We know that keeping up with the various compliance requirements can be demanding, especially if you don’t know where to start. Our advisors are equipped to meet you where you are on your compliance journey and can help you become more proficient in your approach to third-party reporting. Contact us to find out how we can help your business.
Published: January 10, 2024
Updated: January 10, 2024
Our colleagues at member firm BDO USA posted the original version of this article on June 12, 2023. You can also read it below.
The recent updates to the SOC 1 reporting process come with a significant impact to many organizations. The American Institute of Certified Public Accountants’ (AICPA’s) Auditing Standards Board approved an updated release to the AICPA SOC 1 Guide, Reporting on an Examination of Controls at a Service Organization Relevant to User Entities’ Internal Control Over Financial Reporting (SOC 1).
If you currently have or will be working toward a SOC 1 report, it is essential to understand the impact of these recent updates to the SOC 1 reporting process. Identification of key reports, files or other outputs provided or made available to user entities’ relevant to their ICFR may take considerable effort. Close collaboration will be required between service organizations and service auditors to identify these, determine their relevance, identify and test the relevant controls, and include them in the SOC 1 report. Early planning will help your organization stay ahead of the curve when it comes to preparation and achieving compliance.
The guide has been developed by the AICPA Service Organizations Task Force for SOC 1 to assist practitioners engaged to examine and report on controls at a service organization that are likely to be relevant to user entities' internal control over financial reporting. The latest updates provide enhanced implementation guidance for auditors and users to bring clarity around several recent and emerging industry topics to promote reporting quality and consistency.
Summary of changes
Available for use now, the AICPA updates for SOC 1 examinations are significant and may require additional time and attention from companies who currently have a SOC 1 report or are planning on working toward compliance. High level updates include:
- Incorporating new attestation standards (e.g., SSAE-20 to align the materiality concepts discussed in the attestation standards with the description of materiality used by the U.S. judicial system, the auditing standards of the Public Company Accounting Oversight Board (PCAOB), the Securities and Exchange Commission (SEC), and Financial Accounting Standards Board (FASB); and SSAE-21 adding new AT-C section 206 Direct Examination Engagements).
- Clarification that management's description of the service organization's system generally should include key outputs, such as reports, or files provided or made available to user entities if they are relevant to user entities' internal control over financial reporting (ICFR).
- Clarifies the limitations of the service auditor’s responsibilities to report negative information about carved out subservice organizations, since the service auditor is only required to determine whether the service organization’s controls designed to monitor services provided by the subservice organization are fairly presented and not whether they are suitability designed and operating effectively.
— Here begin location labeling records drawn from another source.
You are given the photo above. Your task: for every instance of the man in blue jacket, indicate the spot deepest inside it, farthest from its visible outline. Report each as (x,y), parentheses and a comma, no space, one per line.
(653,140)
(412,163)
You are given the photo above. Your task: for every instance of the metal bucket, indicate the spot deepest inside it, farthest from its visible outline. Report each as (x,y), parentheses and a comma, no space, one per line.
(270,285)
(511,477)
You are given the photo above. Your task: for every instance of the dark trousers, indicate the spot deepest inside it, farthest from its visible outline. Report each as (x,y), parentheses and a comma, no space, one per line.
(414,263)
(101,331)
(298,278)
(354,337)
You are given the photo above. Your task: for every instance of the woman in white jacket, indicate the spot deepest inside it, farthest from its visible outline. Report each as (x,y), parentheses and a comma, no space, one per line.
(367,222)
Limitations exist since the description ordinarily does not include a control objective regarding monitoring of the subservice organization's activities, and additionally, the service organization’s monitoring controls are limited to those controls that the service organization has the ability to implement.
- Guidance on evaluating the results of tests of controls that management performed on a sample of transactions (for example, a control that is designed to check the accuracy of manual processing for a selection of transactions).
Additional updates
The AICPA provided further guidance through additional illustrative examples to demonstrate application of the standards, including the following:
- The illustrative reports and management assertions were revised to emphasize that management of the service organization is responsible for its description of the service organization’s system and for its assertion.
- Illustrative Type 1 SOC 1 service auditor’s report and management’s assertion have been added.
- Additional and improved examples of complementary user entity controls (CUECs) and complementary subservice optimization controls (CSOCs).
- Clarity on the suitability of control objectives and examples of suitable control objectives.
- Illustrative examples to evaluate the completeness of control objectives for a particular service organization.
- Examples of separate paragraphs that would be added to the service auditor's report for various scenarios encountered during testing of control operating effectiveness, for example, when controls were not operating effectively for a portion of the period under examination.